Air Today . . . Gone Tomorrow Article|
Buildings Farther From Ground Zero to Be
Tested for Contaminated Dust
By Anthony DePalma, New York Times, May 12, 2005
In order to determine how far the choking dust cloud spread from ground zero
after the World Trade Center collapsed, federal officials are planning, for the
first time, to look for a telltale sign of the dust in apartment buildings and
workplaces along part of the Brooklyn waterfront and as far north as Houston
Street in Lower Manhattan.
Under a draft plan announced by the Environmental Protection Agency on Tuesday
night, inspectors will check desktops, carpets and the space behind
refrigerators in 150 residential and commercial buildings that are a sample of
the nearly 7,000 structures within the boundaries of the area considered most
likely to have been exposed to the dust.
Despite the many harrowing images of the towering plume spreading across the
city, scientists have been unable to detect exactly where the dust might have
seeped in through windows and cracks to leave behind a potentially hazardous
residue. But now they have determined that microscopic traces of slag wool, a
type of insulating material, along with tiny particles of gypsum and concrete,
can be taken as reliable evidence that trade center dust had passed that way.

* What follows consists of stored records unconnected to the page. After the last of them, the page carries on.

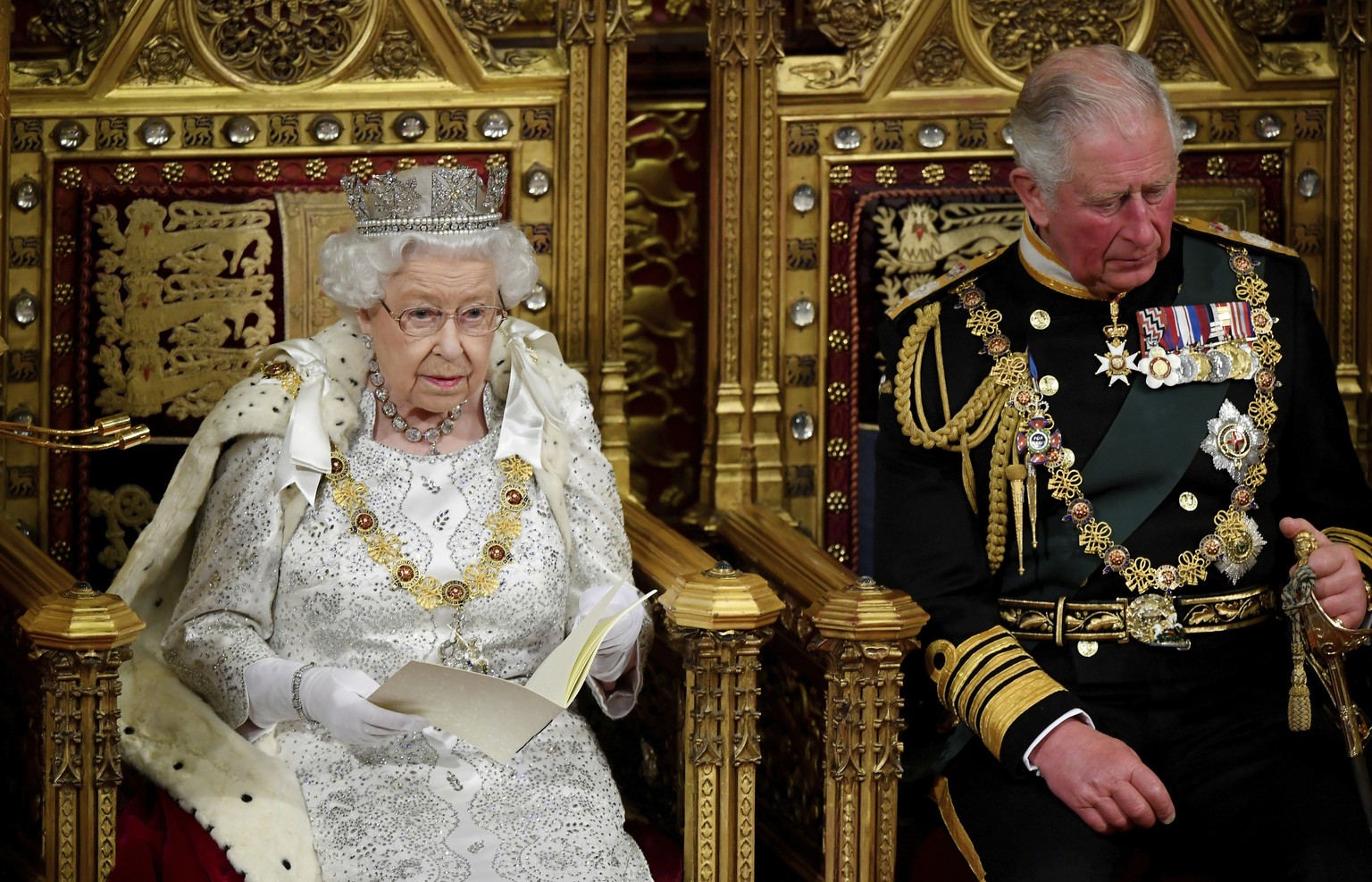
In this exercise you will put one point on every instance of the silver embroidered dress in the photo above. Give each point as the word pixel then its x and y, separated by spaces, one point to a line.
pixel 425 807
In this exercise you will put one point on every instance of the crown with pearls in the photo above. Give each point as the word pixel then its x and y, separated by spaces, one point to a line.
pixel 429 199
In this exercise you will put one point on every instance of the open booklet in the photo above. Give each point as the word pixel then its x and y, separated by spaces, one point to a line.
pixel 499 717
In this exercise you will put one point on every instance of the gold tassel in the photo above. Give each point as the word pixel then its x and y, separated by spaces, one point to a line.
pixel 1016 474
pixel 1298 700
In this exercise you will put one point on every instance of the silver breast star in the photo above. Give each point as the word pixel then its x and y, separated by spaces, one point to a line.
pixel 1117 363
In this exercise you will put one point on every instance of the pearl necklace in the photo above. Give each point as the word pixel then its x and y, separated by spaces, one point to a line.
pixel 398 423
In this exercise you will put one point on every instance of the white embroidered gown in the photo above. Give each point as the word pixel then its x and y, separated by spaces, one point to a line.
pixel 429 807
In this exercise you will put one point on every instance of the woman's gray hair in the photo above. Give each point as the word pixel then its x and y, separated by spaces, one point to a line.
pixel 1075 91
pixel 355 268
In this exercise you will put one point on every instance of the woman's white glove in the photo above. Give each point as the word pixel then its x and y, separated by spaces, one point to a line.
pixel 617 648
pixel 335 699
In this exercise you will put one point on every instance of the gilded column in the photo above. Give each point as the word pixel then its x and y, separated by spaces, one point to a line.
pixel 611 115
pixel 1349 32
pixel 596 35
pixel 576 32
pixel 862 633
pixel 79 640
pixel 719 619
pixel 765 407
pixel 745 48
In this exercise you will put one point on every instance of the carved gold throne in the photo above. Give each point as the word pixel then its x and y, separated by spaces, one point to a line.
pixel 722 200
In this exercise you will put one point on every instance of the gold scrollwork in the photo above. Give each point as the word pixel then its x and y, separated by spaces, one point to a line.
pixel 218 287
pixel 481 20
pixel 1013 36
pixel 862 29
pixel 124 509
pixel 163 59
pixel 87 28
pixel 263 43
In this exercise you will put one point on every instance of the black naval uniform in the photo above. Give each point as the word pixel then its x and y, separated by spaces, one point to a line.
pixel 1254 802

As they test for slag wool, inspectors will also look for more dangerous traces
of the trade center collapse - asbestos, lead, glass fibers and polycyclic
aromatic hydrocarbons, which are toxic soot and other substances from the fires
that burned for weeks afterward. If these elements are found at dangerous
levels, and the slag wool indicator also is detected, the federal government
will thoroughly clean the contaminated section and, in some cases, the entire
buildings and their central ventilation systems.
Although the sampling plan released on Tuesday covers an area more than twice
the size of a cleanup effort in 2002, which was confined to Manhattan south of
Canal Street, local officials, neighborhood residents and some members of the
panel of experts who are advising the federal agency say it is so flawed that it
is unlikely to quell the worries of people who live or work in the area.
Nor, they say, will the plan be sufficient to remove asbestos and other
hazardous material that may still contaminate offices, apartments and schools
that were in the path of the enormous dust cloud.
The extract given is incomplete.